One difficulty with accessing and installing security patches is that current methods for detecting whether a computer is running software with a known vulnerability require the active use and involvement of the computer. For example, currently available methods can determine whether particular versions of software products on a computer are in need of being updated (e.g, with a security patch). However, only those software products actively running on the computer are included in this determination. Secondary operating systems and applications that are not actively running on a computer are not considered, and therefore may have a security vulnerability that goes un-noticed and un-fixed. For those products actively running on a computer, a user can review a list of available updates and select updates for installation. Some updates may be critical updates designed to protect a computer from known security vulnerabilities. Various updates require a user to restart the computer before the installation is complete. In addition, a user must actively select the updates and install them. For these and other reasons, current methods for accessing and installing security patches are less than effective.
Another difficulty in accessing and installing security patches is that of knowing whether or not a security patch is needed on a computer. It is sometimes difficult for users to know if their computers are running software that is vulnerable. Furthermore, current methods for detecting whether a computer is running software with a known vulnerability may not be able to detect certain configurations of a software product known to be vulnerable. For example, shared versions of some software products can be distributed as part of other products. Thus, although a shared version of a product may contain the same vulnerability as the full version of the product, the shared version may not be recognized as a product that needs a security patch update. Thus, shared versions of software products that are known to have security vulnerabilities often go un-fixed.

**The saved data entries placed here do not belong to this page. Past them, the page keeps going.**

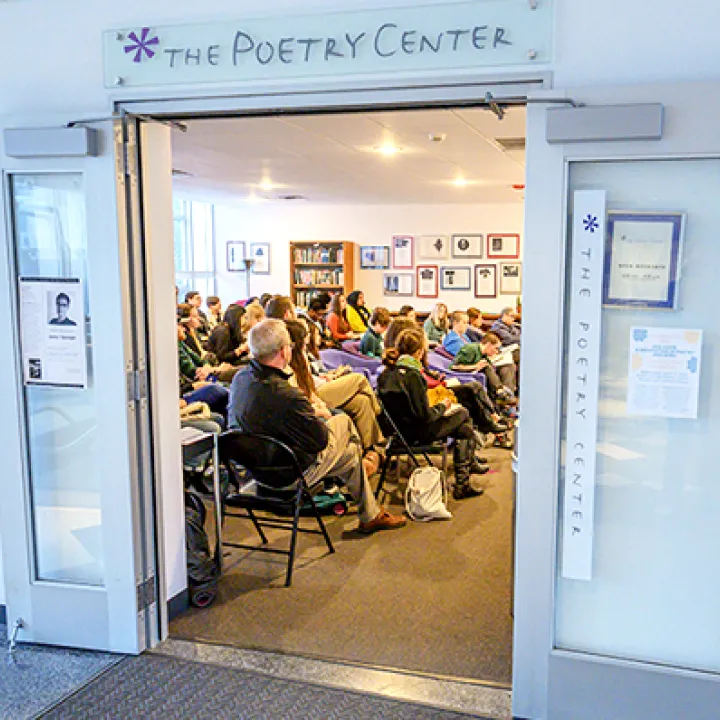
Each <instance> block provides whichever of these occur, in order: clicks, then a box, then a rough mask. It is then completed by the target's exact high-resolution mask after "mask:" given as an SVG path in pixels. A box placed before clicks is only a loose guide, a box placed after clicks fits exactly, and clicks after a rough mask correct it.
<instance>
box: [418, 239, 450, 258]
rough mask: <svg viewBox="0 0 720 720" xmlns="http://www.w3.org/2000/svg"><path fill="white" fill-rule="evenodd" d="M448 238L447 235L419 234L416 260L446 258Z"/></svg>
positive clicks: (448, 252)
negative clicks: (422, 234)
mask: <svg viewBox="0 0 720 720" xmlns="http://www.w3.org/2000/svg"><path fill="white" fill-rule="evenodd" d="M449 257H450V238H449V237H448V236H447V235H421V236H420V237H419V238H418V260H447V259H448V258H449Z"/></svg>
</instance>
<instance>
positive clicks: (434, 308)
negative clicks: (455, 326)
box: [423, 303, 450, 347]
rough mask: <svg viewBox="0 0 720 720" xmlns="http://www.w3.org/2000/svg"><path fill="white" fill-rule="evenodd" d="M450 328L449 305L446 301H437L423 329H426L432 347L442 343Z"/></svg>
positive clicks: (427, 319)
mask: <svg viewBox="0 0 720 720" xmlns="http://www.w3.org/2000/svg"><path fill="white" fill-rule="evenodd" d="M449 329H450V325H449V323H448V314H447V305H445V303H437V305H435V307H434V308H433V309H432V312H431V313H430V317H428V319H427V320H426V321H425V324H424V325H423V330H425V335H427V339H428V341H429V342H430V347H435V346H436V345H440V344H441V343H442V341H443V338H444V337H445V336H446V335H447V333H448V330H449Z"/></svg>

Other problems with accessing and installing security patches relate to the conventional “service pack” method by which such patches are delivered. Downloading and installing services packs is a time intensive and manual process that many system administrators simply do not have time to perform. Therefore, even when administrators intend to install security patches, the time between the release of a security patch and its installation on a given system can be weeks, months, or years. Thus, the risk of attack through a security vulnerability may not be alleviated in such systems until long after the software vendor has issued a security patch.
Furthermore, system administrators often choose not to download and install service packs containing security patches, even though they understand the relevant security risks. The reason for this is that the installation of a service pack itself brings the risk of system regressions that can introduce unwanted changes in system behavior. Administrators often devote significant time and effort toward debugging a system so that it functions as desired. As mentioned above, however, service packs represent an evolution of a previous version of a software product that includes the most recent updates to a product's code base (i.e., the scope of changes is not restricted to security patches only). In addition to introducing new and intended behaviors into a system, recent code updates in a service pack may introduce unknown bugs into a system that can cause the system to behave unexpectedly, which, in turn, can create significant problems for a system administrator. Thus, systems frequently are not updated with important security patches intended to fix vulnerable program files, because administrators do not want to risk regressions.
Accordingly, a need exists for a way to implement patching of security vulnerabilities in program file in an automatic, comprehensive, reliable and regression-free manner.